Knowing that I have you and The B’s is the best birthday present imaginable. My day is already off to a wonderful start. Let’s hope that I end up being really good at my job and my day stays that way :)

Lucky Number Twenty

22 Mar

Happy 20 month birthday Little Man! Twenty months ago today you were only about seven hours away from making your debut into the world.  It doesn’t even sound that far away when I say it – only 20 months ago. Crazy, right?

However, I only have for months before I officially have to start calling you a “two-year-old” – I’ve been putting it off for a while. I keep calling you “one-and-a-half” or “20 months,” avoiding the age of two for as long as I possibly can. Sadly, it’s becoming unavoidable. Also, sometimes it’s just easier to say, “My son is almost two” rather than any month-type calculation.
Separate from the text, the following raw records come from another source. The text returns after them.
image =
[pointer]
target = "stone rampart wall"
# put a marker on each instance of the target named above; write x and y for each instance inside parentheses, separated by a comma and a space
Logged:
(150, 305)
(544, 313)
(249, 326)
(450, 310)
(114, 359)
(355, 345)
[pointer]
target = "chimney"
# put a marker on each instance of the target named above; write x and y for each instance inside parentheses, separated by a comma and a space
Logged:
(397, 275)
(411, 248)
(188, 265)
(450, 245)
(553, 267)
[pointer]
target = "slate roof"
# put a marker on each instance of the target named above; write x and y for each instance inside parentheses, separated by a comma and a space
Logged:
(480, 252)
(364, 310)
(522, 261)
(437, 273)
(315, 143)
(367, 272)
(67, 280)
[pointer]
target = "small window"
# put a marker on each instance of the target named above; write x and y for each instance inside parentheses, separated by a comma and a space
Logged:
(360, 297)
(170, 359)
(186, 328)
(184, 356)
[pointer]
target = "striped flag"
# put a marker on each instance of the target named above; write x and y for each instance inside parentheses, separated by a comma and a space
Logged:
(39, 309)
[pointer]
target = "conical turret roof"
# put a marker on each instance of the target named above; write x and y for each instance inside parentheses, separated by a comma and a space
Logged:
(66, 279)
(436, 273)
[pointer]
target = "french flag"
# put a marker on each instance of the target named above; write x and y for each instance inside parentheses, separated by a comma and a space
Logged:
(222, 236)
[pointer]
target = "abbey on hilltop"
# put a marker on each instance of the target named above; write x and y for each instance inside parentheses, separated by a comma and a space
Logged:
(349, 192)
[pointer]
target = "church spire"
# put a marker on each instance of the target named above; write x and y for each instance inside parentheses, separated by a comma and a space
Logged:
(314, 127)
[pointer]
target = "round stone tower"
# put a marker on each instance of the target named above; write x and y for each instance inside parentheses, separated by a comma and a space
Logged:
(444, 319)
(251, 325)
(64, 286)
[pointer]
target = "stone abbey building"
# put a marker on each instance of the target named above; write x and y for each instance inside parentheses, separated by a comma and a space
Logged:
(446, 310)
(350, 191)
I have celebrated every “month birthday” you’ve had since you were born. Through your entire first year especially – three months, six months, eleven months and all the months in between and after. I marked all of them in my calendar and when they came around, I would call my parents, post it on Facebook and tell all my friends. I was always super proud when you hit a month milestone – partially because it was mind-blowing that you were that big already and partially because I love bringing you up in conversation for any reason I can.

However, I sense that I am coming to the end of that era. Once your kid hits two-years-old, it becomes a little awkward to say, “Oh, my child is 30 months old today!” So I guess I’ll have to get over my aversion to the fact that you’re growing up and start officially calling you my two-year-old. It has a nice ring to it, so I’m sure it won’t be that tough. I still think of you on the 22nd of every month, and I’m sure I always will. That number will always be inextricably linked with you for the rest of my forever.

But I hope you have a wonderful 20 month birthday doing fun 20 month old things. Maybe E can take you for a ride on the “at-too” or something :) I love you!